Have you ever heard of the despised Sarah Records? Since its death, the Sarah name has grown legendary, its records coveted by collectors that the founders hate. But back in the day, Sarah Records was the subject of scathing reviews and unfair takedowns — oftentimes it was evident that a reviewer hadn't even listened to the song they were deriding. Back in the day, sexism was way worse, so simply haivng a girls name was reason enough to fear that liking the company may brand you as unmanly — and, of course, being manly is what everyone wanted to be, because though women were no longer chained to their kitchens, they weren't exactly equating half of the power in society. Sarah was "twee" and "soft", and though criticism and reflection bounced around it, it is a very short step to connect that to "gay". The Sarah bands, while mainly still men, embraced a softer masculinity, singing songs about being Sensitive and falling in love, rather than just loving a girl — and yes, there is a slight difference in there.

My favourite Sarah band, and, indeed, the one I know best, is Blueboy. "Blueboy were romantic poets..." ahead of their time, they all say.
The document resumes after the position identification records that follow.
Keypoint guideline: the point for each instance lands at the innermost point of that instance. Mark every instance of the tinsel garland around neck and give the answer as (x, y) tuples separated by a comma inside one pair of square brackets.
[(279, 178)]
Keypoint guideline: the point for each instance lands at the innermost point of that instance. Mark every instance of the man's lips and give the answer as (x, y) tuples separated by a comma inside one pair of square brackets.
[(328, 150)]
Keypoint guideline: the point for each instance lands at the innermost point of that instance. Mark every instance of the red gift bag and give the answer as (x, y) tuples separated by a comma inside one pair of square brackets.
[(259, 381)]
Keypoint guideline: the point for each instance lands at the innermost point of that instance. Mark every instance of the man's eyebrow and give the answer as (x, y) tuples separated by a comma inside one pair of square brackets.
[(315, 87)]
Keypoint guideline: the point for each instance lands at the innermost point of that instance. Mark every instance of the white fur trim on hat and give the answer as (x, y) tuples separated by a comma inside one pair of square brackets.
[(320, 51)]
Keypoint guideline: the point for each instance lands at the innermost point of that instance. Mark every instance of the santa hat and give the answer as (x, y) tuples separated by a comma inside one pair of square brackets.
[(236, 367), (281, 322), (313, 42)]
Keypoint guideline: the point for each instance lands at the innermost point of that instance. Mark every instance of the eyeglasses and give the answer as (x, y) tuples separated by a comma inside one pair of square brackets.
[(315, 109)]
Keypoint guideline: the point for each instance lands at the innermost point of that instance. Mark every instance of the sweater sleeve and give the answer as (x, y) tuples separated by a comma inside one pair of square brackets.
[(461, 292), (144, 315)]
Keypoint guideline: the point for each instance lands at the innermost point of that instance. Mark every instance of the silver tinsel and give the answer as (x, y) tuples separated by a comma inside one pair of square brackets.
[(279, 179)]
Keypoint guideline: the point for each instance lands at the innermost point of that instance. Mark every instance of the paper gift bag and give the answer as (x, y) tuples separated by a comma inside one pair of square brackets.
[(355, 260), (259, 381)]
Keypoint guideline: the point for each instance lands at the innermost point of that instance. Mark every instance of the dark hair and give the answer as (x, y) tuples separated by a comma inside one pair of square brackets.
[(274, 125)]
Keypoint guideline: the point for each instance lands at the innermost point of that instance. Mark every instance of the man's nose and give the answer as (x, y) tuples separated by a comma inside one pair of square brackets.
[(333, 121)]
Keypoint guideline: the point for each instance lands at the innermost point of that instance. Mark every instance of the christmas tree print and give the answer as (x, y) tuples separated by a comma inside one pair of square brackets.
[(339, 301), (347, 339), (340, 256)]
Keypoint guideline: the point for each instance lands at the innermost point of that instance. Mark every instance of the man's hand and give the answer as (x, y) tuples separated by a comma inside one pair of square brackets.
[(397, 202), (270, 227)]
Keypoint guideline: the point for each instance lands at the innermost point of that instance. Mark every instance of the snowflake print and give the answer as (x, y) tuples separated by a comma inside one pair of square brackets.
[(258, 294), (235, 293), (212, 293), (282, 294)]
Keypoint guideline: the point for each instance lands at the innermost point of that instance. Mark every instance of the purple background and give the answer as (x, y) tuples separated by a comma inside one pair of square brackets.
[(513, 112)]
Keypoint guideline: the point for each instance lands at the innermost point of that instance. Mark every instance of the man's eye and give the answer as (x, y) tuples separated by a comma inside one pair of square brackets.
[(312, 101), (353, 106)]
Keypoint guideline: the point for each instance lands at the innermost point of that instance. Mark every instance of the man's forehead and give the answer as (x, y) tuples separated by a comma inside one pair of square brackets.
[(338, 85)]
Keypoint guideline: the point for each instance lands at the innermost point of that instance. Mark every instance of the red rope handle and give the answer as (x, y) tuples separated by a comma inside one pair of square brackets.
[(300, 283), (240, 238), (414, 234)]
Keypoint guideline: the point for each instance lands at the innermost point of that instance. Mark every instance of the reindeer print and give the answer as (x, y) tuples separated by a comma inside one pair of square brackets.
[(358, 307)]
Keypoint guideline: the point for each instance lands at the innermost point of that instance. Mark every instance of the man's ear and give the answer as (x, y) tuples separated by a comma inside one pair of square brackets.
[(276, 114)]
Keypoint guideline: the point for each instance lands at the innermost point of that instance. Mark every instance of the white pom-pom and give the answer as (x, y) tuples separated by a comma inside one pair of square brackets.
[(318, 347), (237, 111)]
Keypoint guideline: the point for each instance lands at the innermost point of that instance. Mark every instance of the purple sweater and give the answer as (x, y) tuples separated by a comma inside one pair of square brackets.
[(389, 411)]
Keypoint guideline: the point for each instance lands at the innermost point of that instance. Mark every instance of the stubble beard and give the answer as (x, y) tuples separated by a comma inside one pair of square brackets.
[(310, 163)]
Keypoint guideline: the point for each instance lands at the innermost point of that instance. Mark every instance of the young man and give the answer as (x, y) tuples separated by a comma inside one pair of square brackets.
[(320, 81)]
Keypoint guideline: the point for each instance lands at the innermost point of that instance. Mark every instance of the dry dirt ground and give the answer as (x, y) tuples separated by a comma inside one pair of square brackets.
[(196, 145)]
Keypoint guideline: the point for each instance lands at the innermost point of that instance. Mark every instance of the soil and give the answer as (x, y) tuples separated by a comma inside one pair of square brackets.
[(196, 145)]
Blueboy was about falling in love and it hurting, not falling in love and it hurting, wishing you could love and it hurting. But it wasn't, because Blueboy wasn't really about one thing at the end of the day, and songs fueled by stories like those mainly populated the middle Unisex album, which lead singer Keith Girdler heavily disliked due to him percieving it as too caught up in himself. (I will say that I find those songs and the similar ones as the most relatable and can't tell the difference between a personal account and a ficticious personal account in them — indeed, I had assumed that they were at least partially fictions.) They wrote poety for other songs, but need a poem weep to be good? This is the kind of question that I don't yet know the answer to. Blueboy was about dreamers. Blueboy was for dreamers. Blueboy was by dreamers.

Blueboy is/was an American gay pornography magazine that I thought was a coincidence until I read the post-humourous Sarah press, which I evidently should have read much sooner.